Feature is a file format that supports interactive storage of R languages and Python, faster. Currently supports the R language Data.frame and Python pandas dataframe.

Feather received support for the Apache Arrow project, Apache Arrow, a new open source project for the Apache Foundation and a top-notch project. It is designed as a cross-platform data layer to speed up the operation of big data analytics projects.

Features of Feather

Feather is a fast, lightweight, easy-to-use binary file format for storing data frames. The main features are as follows:

    • Lightweight and easy to measure
    • Language-Independent: Supports Python and R languages, and can also be read in other languages
    • High performance reading and writing
Code Demo

My Computer hardware configuration: win7,64 bit operating system, 8G memory, CPU A6 dual core. Each person's computer configuration is different, the data read and write time is different. The reader can experiment with the code below and see for yourself.

featherThe package was introduced on March 29 in Rstudio's official blog.
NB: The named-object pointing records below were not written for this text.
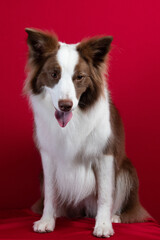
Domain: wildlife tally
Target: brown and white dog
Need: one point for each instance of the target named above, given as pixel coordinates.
(79, 135)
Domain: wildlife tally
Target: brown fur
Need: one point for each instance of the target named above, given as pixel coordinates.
(89, 84)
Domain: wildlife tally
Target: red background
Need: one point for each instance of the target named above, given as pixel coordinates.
(134, 83)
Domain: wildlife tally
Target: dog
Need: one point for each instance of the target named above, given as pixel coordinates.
(79, 134)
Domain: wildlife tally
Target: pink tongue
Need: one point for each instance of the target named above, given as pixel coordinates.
(63, 117)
Because it was just posted on GitHub, Windows user installations need to be compiled and installed using the GCC 4.93 tool, which is cumbersome. The feather package was officially released today in Cran, and now we just need to install it with the function under R 3.3.0 install.packages() . No upgrade to R 3.3.0 versions of Windows users can refer to the article-hand in hand to teach you to upgrade r in a Windows environment. Let's try out feather how fast the package is in R:

library(feather)x <- runif(1e7)x[sample(1e7, 1e6)] <- NA # 10%的NA值df <- as.data.frame(replicate(10, x))# 内存占用format(object.size(df), ‘MB‘)#[1] "762.9 Mb"#数据写出system.time(write_feather(df, ‘test.feather‘)) # 用户  系统  流逝  # 3.97  3.37 29.47 #数据导入system.time(read_feather(‘test.feather‘)) # 用户  系统  流逝  # 3.83  3.51 50.39 #查看下前几行数据data <- read_feather(‘test.feather‘)head(data)class(data) [1] "tbl_df"     "tbl"        "data.frame"
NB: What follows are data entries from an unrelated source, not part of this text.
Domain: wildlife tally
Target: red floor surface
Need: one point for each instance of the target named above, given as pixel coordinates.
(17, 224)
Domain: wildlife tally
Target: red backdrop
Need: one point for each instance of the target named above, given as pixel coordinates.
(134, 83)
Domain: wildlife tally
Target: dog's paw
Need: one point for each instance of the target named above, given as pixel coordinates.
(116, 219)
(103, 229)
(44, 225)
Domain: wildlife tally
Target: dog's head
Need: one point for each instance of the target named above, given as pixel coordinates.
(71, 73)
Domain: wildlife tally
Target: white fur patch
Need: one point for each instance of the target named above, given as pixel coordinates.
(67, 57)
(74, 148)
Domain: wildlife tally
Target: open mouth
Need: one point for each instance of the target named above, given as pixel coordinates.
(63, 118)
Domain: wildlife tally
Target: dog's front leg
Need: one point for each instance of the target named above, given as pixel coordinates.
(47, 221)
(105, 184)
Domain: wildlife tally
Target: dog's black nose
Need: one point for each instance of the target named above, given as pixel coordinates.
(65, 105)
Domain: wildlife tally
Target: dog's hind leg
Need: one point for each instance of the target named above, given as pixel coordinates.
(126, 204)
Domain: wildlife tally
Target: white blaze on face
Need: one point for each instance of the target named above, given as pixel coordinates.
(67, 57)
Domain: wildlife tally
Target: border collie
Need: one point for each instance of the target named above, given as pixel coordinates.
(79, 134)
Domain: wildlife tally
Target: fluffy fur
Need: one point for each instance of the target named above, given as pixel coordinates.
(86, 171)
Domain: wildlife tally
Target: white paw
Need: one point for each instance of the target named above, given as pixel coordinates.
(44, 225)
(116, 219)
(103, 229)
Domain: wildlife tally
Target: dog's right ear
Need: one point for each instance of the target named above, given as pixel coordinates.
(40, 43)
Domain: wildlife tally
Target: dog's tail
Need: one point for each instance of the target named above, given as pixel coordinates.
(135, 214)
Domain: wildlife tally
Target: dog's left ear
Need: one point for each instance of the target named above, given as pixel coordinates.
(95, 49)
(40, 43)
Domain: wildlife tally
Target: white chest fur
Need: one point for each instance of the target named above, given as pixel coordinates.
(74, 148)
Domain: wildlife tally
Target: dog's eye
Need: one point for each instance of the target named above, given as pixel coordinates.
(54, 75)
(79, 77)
Originally to demonstrate feather readr the speed of the package and package comparison, but the computer configuration is not, readr packet data written out spent nearly one hours have no movement, decisive give up. For the introduction of the readr package of interested readers can refer to here

Summary

Feature is fast, but it is still in the development phase, and officials say it is not suitable for long-term storage, and does not guarantee compatibility with different versions. But it can be used for R and Python interactions, and it's pretty awesome. 762.9Mb data import takes only 50.39 seconds, feather package you deserve to have.

Reference article:

    • Feather:a Fast on-disk Format for Data Frames-R and Python, powered by Apache Arrow
    • Feather R language and python interactive hard disk storage format

This article is compiled by the snow-clear data network. Reprint please indicate this article link http://www.xueqing.tv/cms/article/210

Feather package for fast data frame reading and writing, you deserve to have

Contact Us

The content source of this page is from Internet, which doesn't represent Alibaba Cloud's opinion; products and services mentioned on that page don't have any relationship with Alibaba Cloud. If the content of the page makes you feel confusing, please write us an email, we will handle the problem within 5 days after receiving your email.
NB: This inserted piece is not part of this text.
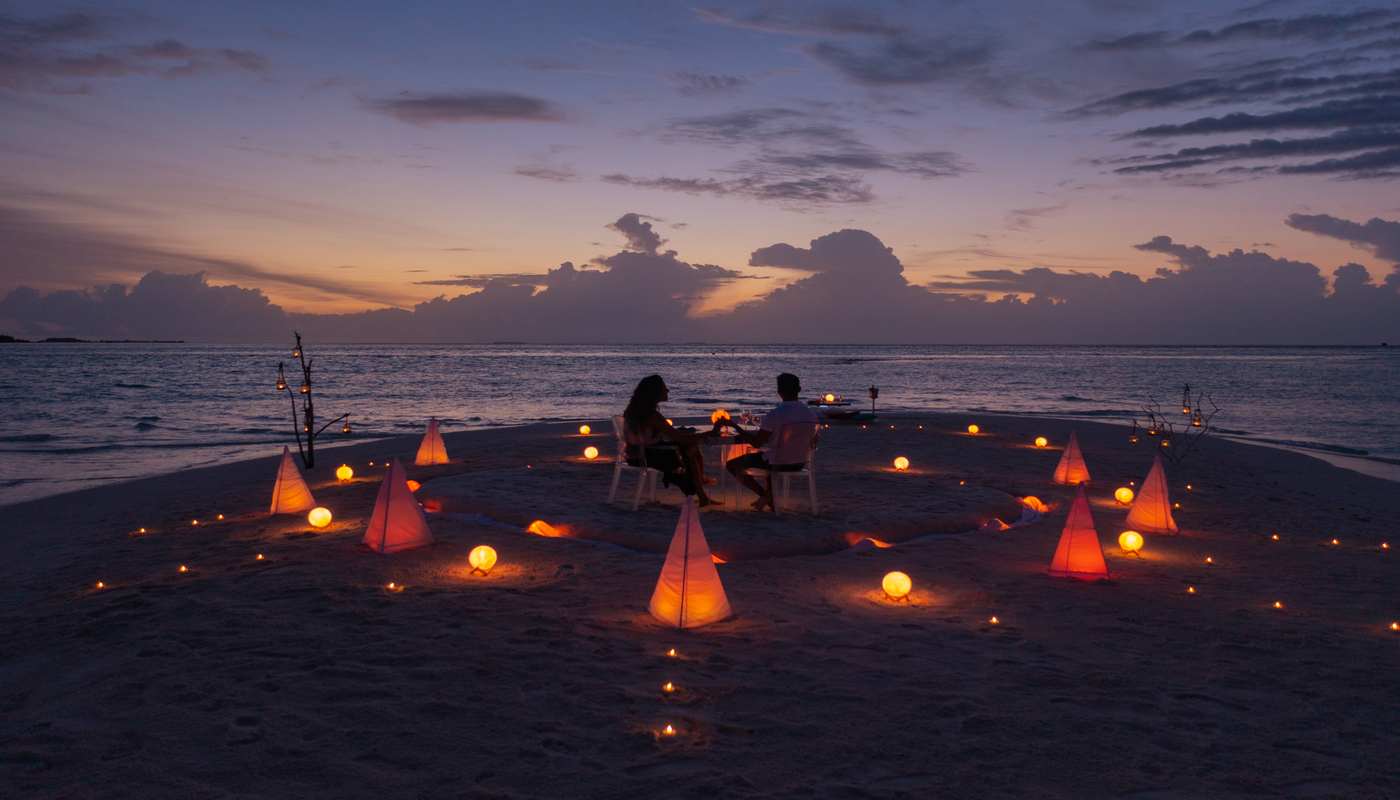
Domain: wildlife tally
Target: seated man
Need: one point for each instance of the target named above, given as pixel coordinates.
(788, 412)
If you find any instances of plagiarism from the community, please send an email to: info-contact@alibabacloud.com and provide relevant evidence. A staff member will contact you within 5 working days.

A Free Trial That Lets You Build Big!

Start building with 50+ products and up to 12 months usage for Elastic Compute Service

  • Sales Support

    1 on 1 presale consultation

  • After-Sales Support

    24/7 Technical Support 6 Free Tickets per Quarter Faster Response

  • Alibaba Cloud offers highly flexible support services tailored to meet your exact needs.